Glossary

algorithm

A specific technique or procedure for producing a data mining model. An algorithm uses a specific model representation and may support one or more functional areas. Examples of algorithms used by ODM include Naive Bayes and Adaptive Bayes Networks for classification, k-means and O-Cluster for clustering, predictive variance for attribute importance, and Apriori for association rules.

algorithm settings

The settings that specify algorithm-specific behavior for model building.

apply output

A user specification describing the kind of output desired from applying a model to data. This output may include predicted values, associated probabilities, key values, and other supplementary data.

association rules

A data mining function that captures co-occurrence of items among transactions. A typical rule is an implication of the form A -> B, which means that the presence of itemset A implies the presence of itemset B with certain support and confidence. The support of the rule is the ratio of the number of transactions where the itemsets A and B are present to the total number of transactions. The confidence of the rule is the ratio of the number of transactions where the itemsets A and B are present to the number of transactions where itemset A is present. ODM uses the Apriori algorithm for association rules.

attribute

An instance of Attribute maps to a column with a name and data type. The attribute corresponds to a column in a database table. When assigned to a column, the column must have a compatible data type; if the data type is not compatible, a runtime exception is likely. Attributes are also called variables, features, data fields, or table columns.

attribute importance

A measure of the importance of an attribute in predicting a specified target. The measure of different attributes of a build data table enables users to select the attributes that are found to be most relevant to a mining model. A smaller set of attributes results in a faster model build; the resulting model could be more accurate. ODM uses the predictive variance algorithm for attribute importance. Also known as feature selection and key fields.

attribute usage

Specifies how a logical attribute is to be used when building a model, for example, active or supplementary, suppressing automatic data preprocessing, and assigning a weight to a particular attribute. See also attributes usage set.

attributes usage set

A collection of attribute usage objects that together determine how the logical attributes specified in a logical data object are to be used.

binning

See discretization.

case

All the data collected about a specific transaction or related set of values.

categorical attribute

An attribute where the values correspond to discrete categories. For example, state is a categorical attribute with discrete values (CA, NY, MA, etc.).
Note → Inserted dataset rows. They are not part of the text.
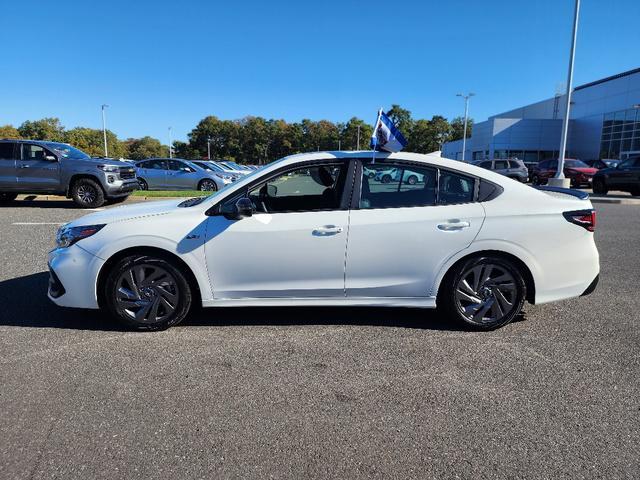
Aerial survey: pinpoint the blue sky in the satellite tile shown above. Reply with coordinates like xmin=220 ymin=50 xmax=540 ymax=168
xmin=0 ymin=0 xmax=640 ymax=141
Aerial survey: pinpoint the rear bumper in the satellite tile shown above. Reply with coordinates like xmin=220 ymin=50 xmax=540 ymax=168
xmin=580 ymin=274 xmax=600 ymax=297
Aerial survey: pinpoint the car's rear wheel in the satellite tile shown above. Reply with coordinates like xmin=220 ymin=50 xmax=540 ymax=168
xmin=71 ymin=178 xmax=104 ymax=208
xmin=104 ymin=255 xmax=192 ymax=330
xmin=438 ymin=256 xmax=526 ymax=330
xmin=592 ymin=178 xmax=609 ymax=195
xmin=198 ymin=178 xmax=218 ymax=192
xmin=0 ymin=193 xmax=18 ymax=205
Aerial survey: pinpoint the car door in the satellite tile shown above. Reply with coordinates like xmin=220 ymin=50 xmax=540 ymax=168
xmin=16 ymin=143 xmax=61 ymax=192
xmin=138 ymin=158 xmax=167 ymax=190
xmin=345 ymin=162 xmax=484 ymax=298
xmin=167 ymin=160 xmax=199 ymax=190
xmin=205 ymin=161 xmax=351 ymax=299
xmin=0 ymin=142 xmax=19 ymax=192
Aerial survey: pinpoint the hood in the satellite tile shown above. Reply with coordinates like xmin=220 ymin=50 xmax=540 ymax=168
xmin=67 ymin=198 xmax=186 ymax=227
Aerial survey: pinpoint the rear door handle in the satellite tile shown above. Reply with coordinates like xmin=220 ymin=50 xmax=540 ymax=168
xmin=438 ymin=220 xmax=471 ymax=232
xmin=313 ymin=225 xmax=342 ymax=237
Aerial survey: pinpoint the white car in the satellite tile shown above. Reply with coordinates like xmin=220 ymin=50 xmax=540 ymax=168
xmin=49 ymin=152 xmax=600 ymax=330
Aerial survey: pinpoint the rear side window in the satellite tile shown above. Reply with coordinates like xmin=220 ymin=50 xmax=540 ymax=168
xmin=0 ymin=143 xmax=15 ymax=160
xmin=494 ymin=160 xmax=509 ymax=170
xmin=360 ymin=163 xmax=437 ymax=209
xmin=438 ymin=170 xmax=476 ymax=205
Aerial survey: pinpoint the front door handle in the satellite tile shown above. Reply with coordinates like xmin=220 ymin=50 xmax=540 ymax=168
xmin=438 ymin=220 xmax=471 ymax=232
xmin=313 ymin=225 xmax=342 ymax=237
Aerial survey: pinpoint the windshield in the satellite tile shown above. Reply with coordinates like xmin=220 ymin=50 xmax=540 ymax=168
xmin=564 ymin=160 xmax=589 ymax=168
xmin=46 ymin=143 xmax=91 ymax=160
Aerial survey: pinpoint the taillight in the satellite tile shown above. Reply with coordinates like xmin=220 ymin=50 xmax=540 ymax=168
xmin=562 ymin=210 xmax=596 ymax=232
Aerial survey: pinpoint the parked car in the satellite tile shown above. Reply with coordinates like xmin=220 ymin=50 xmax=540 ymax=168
xmin=48 ymin=152 xmax=600 ymax=330
xmin=136 ymin=158 xmax=232 ymax=191
xmin=593 ymin=156 xmax=640 ymax=196
xmin=477 ymin=159 xmax=529 ymax=183
xmin=0 ymin=140 xmax=138 ymax=208
xmin=374 ymin=168 xmax=424 ymax=185
xmin=191 ymin=160 xmax=242 ymax=182
xmin=584 ymin=158 xmax=620 ymax=170
xmin=531 ymin=158 xmax=598 ymax=188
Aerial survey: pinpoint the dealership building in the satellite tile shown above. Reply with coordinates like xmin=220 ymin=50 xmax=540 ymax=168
xmin=442 ymin=68 xmax=640 ymax=162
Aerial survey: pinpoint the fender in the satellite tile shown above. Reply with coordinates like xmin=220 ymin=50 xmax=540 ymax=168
xmin=428 ymin=239 xmax=543 ymax=297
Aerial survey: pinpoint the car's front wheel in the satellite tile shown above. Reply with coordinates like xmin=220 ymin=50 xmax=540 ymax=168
xmin=438 ymin=257 xmax=526 ymax=330
xmin=104 ymin=255 xmax=192 ymax=330
xmin=0 ymin=192 xmax=18 ymax=205
xmin=71 ymin=178 xmax=104 ymax=208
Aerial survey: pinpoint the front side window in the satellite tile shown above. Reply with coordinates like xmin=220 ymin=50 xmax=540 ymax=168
xmin=0 ymin=142 xmax=15 ymax=160
xmin=495 ymin=160 xmax=509 ymax=170
xmin=249 ymin=164 xmax=346 ymax=213
xmin=22 ymin=143 xmax=53 ymax=160
xmin=360 ymin=163 xmax=437 ymax=209
xmin=438 ymin=170 xmax=475 ymax=205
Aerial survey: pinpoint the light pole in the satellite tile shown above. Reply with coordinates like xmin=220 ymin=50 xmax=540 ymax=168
xmin=548 ymin=0 xmax=580 ymax=188
xmin=101 ymin=104 xmax=109 ymax=158
xmin=456 ymin=92 xmax=475 ymax=162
Categorical attributes are either non-ordered (nominal) like state, gender, etc., or ordered (ordinal) such as high, medium, or low temperatures.

centroid

See cluster centroid.

classification

A data mining function for predicting target values for new records using a model built from records with known target values. ODM supports two algorithms for classification, Naive Bayes and Adaptive Bayes Networks.

cluster centroid

The cluster centroid is the vector that encodes, for each attribute, either the mean (if the attribute is numerical) or the mode (if the attribute is categorical) of the cases in the build data assigned to a cluster.

clustering

A data mining function for finding naturally occurring groupings in data. More precisely, given a set of data points, each having a set of attributes, and a similarity measure among them, clustering is the process of grouping the data points into different clusters such that data points in the same cluster are more similar to one another and data points in different clusters are less similar to one another. ODM supports two algorithms for clustering, k-means and O-Cluster.

confusion matrix

Measures the correctness of predictions made by a model from a text task. The row indexes of a confusion matrix correspond to actual values observed and provided in the test data. These were used for model building. The column indexes correspond to predicted values produced by applying the model. For any pair of actual/predicted indexes, the value indicates the number of records classified in that pairing.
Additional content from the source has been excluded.